Very few studies were done in children to determine the efficacy of dermoscopy in the diagnosis of scabies. One such study, conducted by Srinivas S et al.,6 included 50 children in their study, 30 males and 20 females. The majority of children (26%) are between 5 -10 years of age. In our study, in a total 30 males and 20 females. The majority of children (26%) are between 5 -10 years of age. In our study, in a total of 100 children, there are 64 males and 36 females, and a majority of the children (49%) are between 5 – 10 years age group. In the same study, 26 children (52%) had a positive family history compared to 53 % in the present study.

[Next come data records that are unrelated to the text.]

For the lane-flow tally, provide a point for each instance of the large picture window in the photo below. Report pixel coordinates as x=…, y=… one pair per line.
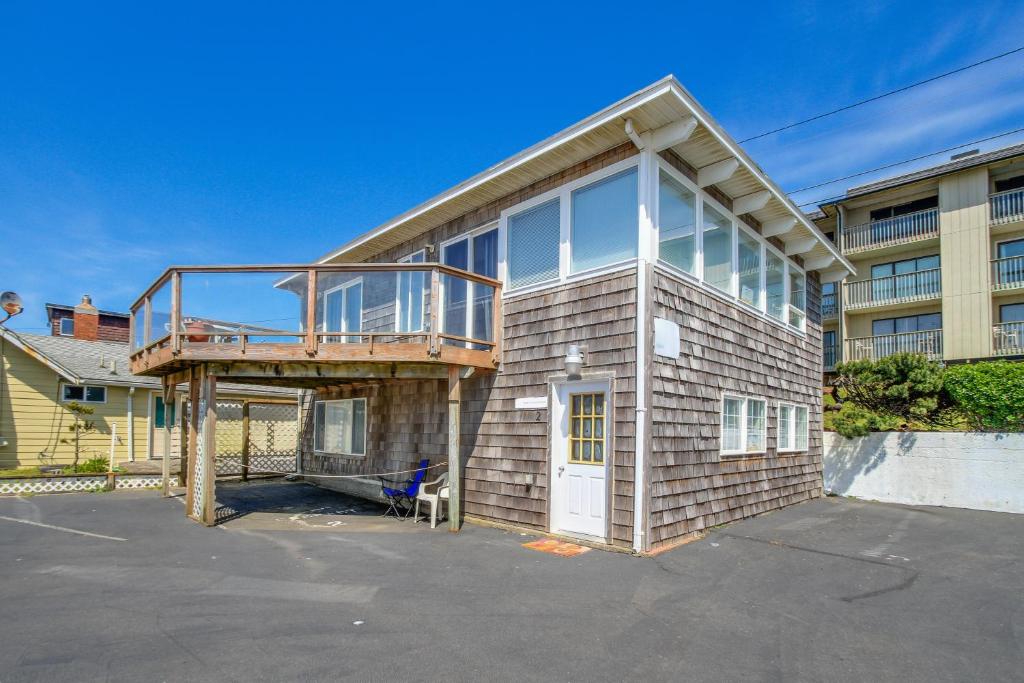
x=532, y=245
x=677, y=217
x=717, y=249
x=340, y=427
x=743, y=425
x=604, y=222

In our study, 61% had complaints of nocturnal pruritis compared to 66% of patients in the study conducted by Srinivas S et al.6 Web spaces are the most common location in most of the studies, including our study. Grover et al16 have stated that dermoscopy is very useful in scabies patients with previous steroid treatment, scabies incognito, or in infants and elderly. Though the signs observed on dermoscopy were well established, almost none of the studies emphasize the sensitivity of each individual sign. In our study, we tried to fill up this lacuna to an extent, and we could say that the delta glider sign has been the most consistent sign in our study.
Conclusion
Dermoscopy is a simple, accurate, rapid, painless, non – invasive technique and helps in quick screening of a large number of sites for diagnosis of scabies. Its ease of use, portability are added advantages. It is specifically more useful in children, as it non – invasive and causes less anxiety. Thorough knowledge of various dermoscopic features in scabies can help prove to be the third eye. In this study, the diagnostic yield of dermoscopy was significantly higher than the naked eye examination alone. Hence, we can say that dermoscopy has a definite advantage in the diagnosis of scabies, especially in children.